Síntica, todavía arrodillada, le toma la mano y la besa…
El crrr crrr del camellero da a entender que el camello está para volver, al paso, sin hacer ruido en la tupida hierba que hay fuera de la trasera, la cual abre sin demora uno de los hombres de la caravana. Y Margziam vuelve contento, colorado por la carrera: un minúsculo hombrecito subido a la alta grupa. Ríe agitando los brazos mientras el camello se arrodilla, se deja deslizar desde la original silla, acaricia al camellero de piel morena, y luego corre hacia Jesús gritando:
-¡Qué bonito! ¿Vinieron en estos animales para adorarte los Sabios de Oriente? ¡Y yo voy a ir con ellos a predicarte por todas partes! El mundo parece más grande visto desde allí arriba, y dice: «¡Venid, venid, vosotros que conocéis la Buena Nueva!». ¡Oh! ¿Sabes?… También ese hombre la necesita… Y también tú, mercader, y todos tus hombres… ¡Cuánta gente espera, y muere sin poderla recibir!… Más gente que la arena del río. ¡Todos sin ti, Jesús! ¡Dísela pronto a todos! – y se le abraza a la cintura levantando la cabeza.
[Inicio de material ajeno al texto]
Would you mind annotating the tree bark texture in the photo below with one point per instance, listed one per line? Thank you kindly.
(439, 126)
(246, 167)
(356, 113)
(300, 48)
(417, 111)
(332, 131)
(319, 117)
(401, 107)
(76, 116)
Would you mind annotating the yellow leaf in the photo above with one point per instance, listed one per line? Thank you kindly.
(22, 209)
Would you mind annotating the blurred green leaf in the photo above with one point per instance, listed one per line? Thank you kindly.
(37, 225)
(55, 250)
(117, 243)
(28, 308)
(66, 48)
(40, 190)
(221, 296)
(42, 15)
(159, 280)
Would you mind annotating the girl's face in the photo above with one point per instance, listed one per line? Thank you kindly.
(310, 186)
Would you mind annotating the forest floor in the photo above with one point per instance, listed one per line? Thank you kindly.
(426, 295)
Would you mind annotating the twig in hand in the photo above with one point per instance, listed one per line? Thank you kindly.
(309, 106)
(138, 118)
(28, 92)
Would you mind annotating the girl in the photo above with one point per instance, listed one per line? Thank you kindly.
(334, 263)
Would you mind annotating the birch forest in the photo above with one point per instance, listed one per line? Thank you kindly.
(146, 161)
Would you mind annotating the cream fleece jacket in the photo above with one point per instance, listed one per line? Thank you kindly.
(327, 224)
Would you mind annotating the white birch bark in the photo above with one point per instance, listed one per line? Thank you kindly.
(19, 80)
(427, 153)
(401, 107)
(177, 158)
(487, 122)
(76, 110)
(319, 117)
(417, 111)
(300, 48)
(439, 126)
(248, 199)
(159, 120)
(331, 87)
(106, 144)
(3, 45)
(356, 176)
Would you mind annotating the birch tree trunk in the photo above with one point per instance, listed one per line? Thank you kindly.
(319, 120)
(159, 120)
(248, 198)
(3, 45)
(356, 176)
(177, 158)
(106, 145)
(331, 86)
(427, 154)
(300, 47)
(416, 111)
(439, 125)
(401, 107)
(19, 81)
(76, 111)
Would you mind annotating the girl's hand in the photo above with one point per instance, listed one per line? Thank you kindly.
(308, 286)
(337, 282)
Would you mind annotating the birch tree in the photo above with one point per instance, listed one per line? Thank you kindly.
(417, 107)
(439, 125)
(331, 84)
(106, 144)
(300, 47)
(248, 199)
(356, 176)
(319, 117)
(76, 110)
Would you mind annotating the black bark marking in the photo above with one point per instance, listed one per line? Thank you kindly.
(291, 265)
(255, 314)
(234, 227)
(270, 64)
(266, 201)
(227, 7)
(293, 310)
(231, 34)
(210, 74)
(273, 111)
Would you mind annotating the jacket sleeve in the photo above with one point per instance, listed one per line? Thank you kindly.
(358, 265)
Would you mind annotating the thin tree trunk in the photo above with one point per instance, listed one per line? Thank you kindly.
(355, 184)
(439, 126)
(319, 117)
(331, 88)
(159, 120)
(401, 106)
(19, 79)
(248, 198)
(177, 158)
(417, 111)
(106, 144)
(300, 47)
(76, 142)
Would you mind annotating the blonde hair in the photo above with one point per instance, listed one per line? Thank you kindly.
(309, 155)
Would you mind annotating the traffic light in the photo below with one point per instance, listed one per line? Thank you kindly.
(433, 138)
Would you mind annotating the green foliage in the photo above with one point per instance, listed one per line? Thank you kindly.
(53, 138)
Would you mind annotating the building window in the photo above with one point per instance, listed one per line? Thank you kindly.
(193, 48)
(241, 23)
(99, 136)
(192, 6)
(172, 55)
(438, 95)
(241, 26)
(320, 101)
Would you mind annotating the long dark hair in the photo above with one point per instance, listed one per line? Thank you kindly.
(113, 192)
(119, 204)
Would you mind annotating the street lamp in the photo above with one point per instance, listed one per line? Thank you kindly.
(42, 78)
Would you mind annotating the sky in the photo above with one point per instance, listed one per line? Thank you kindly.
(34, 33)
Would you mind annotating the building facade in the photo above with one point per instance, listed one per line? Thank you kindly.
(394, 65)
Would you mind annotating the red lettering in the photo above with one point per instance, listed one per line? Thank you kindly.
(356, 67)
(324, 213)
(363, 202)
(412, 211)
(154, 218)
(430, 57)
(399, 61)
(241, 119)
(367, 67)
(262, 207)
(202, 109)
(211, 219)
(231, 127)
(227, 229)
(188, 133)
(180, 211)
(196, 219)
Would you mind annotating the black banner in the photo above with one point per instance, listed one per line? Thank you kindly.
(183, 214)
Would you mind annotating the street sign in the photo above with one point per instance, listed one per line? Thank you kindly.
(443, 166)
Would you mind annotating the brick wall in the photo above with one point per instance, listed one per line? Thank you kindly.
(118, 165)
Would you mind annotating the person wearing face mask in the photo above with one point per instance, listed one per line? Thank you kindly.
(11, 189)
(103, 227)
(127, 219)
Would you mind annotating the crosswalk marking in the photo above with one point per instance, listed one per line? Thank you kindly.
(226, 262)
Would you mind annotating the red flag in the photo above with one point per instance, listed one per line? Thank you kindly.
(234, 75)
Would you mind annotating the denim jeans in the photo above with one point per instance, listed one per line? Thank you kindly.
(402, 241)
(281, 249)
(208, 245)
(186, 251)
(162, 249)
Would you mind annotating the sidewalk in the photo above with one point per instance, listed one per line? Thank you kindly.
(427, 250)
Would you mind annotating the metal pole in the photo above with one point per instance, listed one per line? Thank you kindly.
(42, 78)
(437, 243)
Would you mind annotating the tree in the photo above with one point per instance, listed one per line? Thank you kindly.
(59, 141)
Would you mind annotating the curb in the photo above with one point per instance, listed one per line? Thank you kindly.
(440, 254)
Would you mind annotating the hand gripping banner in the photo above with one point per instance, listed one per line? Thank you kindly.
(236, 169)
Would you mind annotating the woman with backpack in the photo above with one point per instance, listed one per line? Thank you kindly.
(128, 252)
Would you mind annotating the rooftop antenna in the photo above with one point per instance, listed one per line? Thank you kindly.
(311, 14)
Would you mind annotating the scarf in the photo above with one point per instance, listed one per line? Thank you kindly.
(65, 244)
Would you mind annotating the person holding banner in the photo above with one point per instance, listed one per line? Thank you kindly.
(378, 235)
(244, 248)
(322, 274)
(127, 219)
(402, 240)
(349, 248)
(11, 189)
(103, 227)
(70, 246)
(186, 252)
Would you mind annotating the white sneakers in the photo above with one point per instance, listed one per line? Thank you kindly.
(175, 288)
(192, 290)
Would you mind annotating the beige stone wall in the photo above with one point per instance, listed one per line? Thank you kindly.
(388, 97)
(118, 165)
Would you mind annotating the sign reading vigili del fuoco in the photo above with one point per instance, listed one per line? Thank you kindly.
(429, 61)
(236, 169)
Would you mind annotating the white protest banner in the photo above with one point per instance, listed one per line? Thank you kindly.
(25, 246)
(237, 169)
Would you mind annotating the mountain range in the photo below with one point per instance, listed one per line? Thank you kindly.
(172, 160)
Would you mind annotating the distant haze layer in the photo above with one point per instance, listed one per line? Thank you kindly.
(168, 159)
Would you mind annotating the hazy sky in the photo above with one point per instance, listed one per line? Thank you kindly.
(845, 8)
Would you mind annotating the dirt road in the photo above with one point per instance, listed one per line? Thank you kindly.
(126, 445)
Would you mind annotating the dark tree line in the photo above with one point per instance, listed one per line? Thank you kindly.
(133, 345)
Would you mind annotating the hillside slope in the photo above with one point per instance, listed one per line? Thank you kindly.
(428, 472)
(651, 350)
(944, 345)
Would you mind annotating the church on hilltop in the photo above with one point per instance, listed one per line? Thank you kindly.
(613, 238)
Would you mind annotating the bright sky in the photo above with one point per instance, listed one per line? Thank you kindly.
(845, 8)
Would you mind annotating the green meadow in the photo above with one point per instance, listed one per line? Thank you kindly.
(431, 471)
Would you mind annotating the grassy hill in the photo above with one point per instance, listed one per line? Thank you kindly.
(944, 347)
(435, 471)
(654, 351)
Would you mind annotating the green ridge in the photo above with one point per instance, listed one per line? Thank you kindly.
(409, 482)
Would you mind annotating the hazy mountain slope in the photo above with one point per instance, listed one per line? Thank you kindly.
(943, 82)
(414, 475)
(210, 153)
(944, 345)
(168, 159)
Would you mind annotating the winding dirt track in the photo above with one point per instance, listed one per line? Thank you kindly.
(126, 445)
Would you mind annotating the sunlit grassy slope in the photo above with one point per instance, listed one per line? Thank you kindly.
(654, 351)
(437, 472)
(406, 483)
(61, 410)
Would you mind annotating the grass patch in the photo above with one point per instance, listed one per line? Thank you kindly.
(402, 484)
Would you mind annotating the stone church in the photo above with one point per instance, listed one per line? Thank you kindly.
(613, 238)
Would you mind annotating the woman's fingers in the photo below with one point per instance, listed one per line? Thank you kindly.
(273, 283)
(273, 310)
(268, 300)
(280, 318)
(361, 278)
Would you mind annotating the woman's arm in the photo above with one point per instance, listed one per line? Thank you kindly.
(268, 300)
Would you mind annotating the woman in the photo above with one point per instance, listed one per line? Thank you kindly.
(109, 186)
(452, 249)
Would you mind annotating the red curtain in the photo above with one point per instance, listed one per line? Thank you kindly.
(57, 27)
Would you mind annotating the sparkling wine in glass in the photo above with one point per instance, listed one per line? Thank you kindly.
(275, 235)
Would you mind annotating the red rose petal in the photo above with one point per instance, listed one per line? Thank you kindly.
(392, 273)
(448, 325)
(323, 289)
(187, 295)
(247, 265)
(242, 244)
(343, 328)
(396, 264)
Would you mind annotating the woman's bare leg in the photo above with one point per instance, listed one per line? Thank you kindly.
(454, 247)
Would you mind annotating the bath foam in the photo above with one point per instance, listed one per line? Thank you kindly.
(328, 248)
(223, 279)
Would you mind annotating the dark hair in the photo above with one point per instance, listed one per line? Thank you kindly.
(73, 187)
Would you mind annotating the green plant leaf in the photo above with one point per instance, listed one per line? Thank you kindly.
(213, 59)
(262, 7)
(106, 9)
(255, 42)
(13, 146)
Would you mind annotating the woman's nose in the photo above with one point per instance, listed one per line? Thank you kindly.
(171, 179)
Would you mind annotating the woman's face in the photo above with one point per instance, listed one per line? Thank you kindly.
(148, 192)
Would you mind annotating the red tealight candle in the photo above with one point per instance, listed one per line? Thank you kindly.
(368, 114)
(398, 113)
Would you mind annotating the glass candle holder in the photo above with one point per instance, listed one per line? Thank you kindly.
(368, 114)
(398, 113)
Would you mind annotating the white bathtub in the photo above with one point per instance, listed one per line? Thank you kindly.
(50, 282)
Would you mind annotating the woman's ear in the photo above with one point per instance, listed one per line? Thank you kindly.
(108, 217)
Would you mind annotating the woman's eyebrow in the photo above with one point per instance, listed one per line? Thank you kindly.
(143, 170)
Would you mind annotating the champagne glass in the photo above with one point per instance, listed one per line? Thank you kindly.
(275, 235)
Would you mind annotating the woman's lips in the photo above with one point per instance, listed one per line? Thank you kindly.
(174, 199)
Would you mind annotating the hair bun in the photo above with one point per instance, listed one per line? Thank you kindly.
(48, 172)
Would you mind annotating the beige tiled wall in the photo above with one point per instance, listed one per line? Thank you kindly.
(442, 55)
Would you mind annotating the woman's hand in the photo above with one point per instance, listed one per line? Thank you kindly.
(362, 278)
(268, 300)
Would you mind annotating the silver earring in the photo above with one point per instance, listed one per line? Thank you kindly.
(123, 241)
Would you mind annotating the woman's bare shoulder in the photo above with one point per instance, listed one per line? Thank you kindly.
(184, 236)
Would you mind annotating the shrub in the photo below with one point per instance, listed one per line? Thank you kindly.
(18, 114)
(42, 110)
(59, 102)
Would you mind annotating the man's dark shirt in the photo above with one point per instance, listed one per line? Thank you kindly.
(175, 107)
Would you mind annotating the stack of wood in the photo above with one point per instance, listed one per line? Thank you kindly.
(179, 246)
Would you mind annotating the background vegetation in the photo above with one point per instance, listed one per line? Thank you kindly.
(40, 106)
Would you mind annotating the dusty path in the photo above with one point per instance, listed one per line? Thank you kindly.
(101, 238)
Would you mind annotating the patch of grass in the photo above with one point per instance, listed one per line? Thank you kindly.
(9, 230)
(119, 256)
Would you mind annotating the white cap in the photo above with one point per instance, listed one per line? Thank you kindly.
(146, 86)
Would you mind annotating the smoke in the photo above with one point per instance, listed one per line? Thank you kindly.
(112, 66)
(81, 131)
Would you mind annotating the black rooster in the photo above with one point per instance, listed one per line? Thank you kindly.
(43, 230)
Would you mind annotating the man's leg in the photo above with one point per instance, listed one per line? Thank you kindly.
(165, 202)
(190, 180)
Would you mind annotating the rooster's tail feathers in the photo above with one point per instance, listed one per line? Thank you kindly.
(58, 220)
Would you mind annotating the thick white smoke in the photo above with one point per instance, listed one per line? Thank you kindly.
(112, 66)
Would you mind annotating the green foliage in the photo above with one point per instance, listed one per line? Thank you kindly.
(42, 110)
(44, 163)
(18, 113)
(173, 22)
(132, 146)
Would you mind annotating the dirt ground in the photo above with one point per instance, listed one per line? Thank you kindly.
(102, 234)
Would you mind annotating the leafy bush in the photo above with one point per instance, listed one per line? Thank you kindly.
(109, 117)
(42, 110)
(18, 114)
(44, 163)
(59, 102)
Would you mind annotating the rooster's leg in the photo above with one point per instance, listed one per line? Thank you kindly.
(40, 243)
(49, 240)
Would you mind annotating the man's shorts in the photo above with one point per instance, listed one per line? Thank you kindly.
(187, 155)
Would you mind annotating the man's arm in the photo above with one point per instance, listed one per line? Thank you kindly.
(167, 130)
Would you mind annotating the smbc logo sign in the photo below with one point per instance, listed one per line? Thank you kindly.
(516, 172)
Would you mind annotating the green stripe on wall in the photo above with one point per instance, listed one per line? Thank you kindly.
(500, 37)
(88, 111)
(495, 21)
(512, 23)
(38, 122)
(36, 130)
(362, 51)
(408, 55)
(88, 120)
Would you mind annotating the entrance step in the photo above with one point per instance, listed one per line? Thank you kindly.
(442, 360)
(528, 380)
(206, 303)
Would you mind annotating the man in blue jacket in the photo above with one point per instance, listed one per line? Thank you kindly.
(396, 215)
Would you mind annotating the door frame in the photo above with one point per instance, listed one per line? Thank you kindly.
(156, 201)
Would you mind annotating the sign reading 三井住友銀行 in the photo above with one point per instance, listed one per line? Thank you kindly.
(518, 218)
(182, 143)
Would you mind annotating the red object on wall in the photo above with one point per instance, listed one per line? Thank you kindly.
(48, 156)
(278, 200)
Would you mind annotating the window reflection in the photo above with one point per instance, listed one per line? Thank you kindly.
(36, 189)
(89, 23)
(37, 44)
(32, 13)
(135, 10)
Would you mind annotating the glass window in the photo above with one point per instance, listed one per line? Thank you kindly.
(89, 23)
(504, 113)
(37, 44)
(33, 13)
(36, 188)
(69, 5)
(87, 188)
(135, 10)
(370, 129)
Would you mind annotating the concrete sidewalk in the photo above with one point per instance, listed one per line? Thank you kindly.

Jesús se agacha para besarlo y promete:
-Verás el Reino de Dios evangelizado en los confines más lejanos de Roma. ¿Contento?
-Yo sí. Luego iré a decirte: «Mira: éste, aquél y aquel otro país te conocen». Entonces sabré los nombres de esas tierras lejanas. ¿Y Tú qué me dirás?
-Te diré: «Ven, pequeño Margziam. Recibe una corona por cada país en que me has predicado, y luego ven aquí, a mi lado, como aquel día en Gerasa; descansa de tus fatigas porque has sido un siervo fiel y ahora es justa tu bienaventuranza en mi Reino».